Speaker:Jeff Polakow
Time:2000-07-10 14:00:002000-07-11 14:00:002000-07-14 14:00:00
Place:Rm.1215, Industrial Management Bldg. KAIST

Abstract

Logical frameworks are meta-languages designed to specify and reason about deductive systems. Twelf is an implementation of the LF logical framework which allows very elegant encodings (via higher-order abstract syntax) of many systems of interest to programming language researchers (e.g. type theories, evaluation semantics, logics). Additionally, through the judgements as types paradigm, Twelf can smoothly represent much of the meta-theory of such systems (e.g. proof of type-preservation, proof of cut-elimination). Twelf is also a constraint logic programming language and can be used to execute its specifications.
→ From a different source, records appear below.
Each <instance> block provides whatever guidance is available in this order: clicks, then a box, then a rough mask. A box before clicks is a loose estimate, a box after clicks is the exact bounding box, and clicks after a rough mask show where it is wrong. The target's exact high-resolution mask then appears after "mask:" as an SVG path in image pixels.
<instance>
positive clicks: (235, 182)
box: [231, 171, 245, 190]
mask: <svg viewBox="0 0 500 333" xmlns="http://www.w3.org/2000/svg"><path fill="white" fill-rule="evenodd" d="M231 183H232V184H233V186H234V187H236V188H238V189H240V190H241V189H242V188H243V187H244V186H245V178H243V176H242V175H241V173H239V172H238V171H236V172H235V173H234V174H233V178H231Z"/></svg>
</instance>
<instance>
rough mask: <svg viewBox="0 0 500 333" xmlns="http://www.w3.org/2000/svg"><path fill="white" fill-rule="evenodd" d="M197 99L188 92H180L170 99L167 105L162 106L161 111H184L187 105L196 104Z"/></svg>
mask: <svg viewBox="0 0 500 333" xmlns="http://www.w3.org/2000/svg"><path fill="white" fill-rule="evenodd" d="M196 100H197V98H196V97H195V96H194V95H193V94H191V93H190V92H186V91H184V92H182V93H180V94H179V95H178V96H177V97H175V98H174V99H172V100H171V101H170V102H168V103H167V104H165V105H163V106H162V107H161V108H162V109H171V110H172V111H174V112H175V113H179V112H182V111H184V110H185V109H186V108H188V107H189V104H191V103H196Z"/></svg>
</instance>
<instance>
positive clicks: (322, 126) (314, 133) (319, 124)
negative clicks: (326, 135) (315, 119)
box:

Recent work on Twelf has resulted in an extension which can automatically prove many meta-theoretic results.

I will begin with a review of the Edinburgh Logical Framework (LF), whose underlying theory is a dependently typed lambda calculus. I will review the standard representation techniques of LF, including higher-order abstract syntax, the judgement-as-types principle and notion of an adequate representation. Next I will describe the implementation of LF as a constraint logic programming language (Twelf) and demonstrate its use through several example representations. I will end discussion of Twelf by reviewing some recent work on automating the meta-theory of deductive systems which allows Twelf to automatically prove type preservation of mini-ml and cut-elimination of classical/intuitionistic logic, among other things. Finally, I will introduce a conservative extension of LF with linear types, the Linear Logical Framework (LLF), and its implementation as a linear extension of Twelf. I will begin with a review of (intuitionistic) Linear Logic and the dependently typed linear lambda calculus used in LLF. I will briefly discusss the implementation of LLF as a linear logic programming language. I will conclude with some examples of how linear types may be put to use.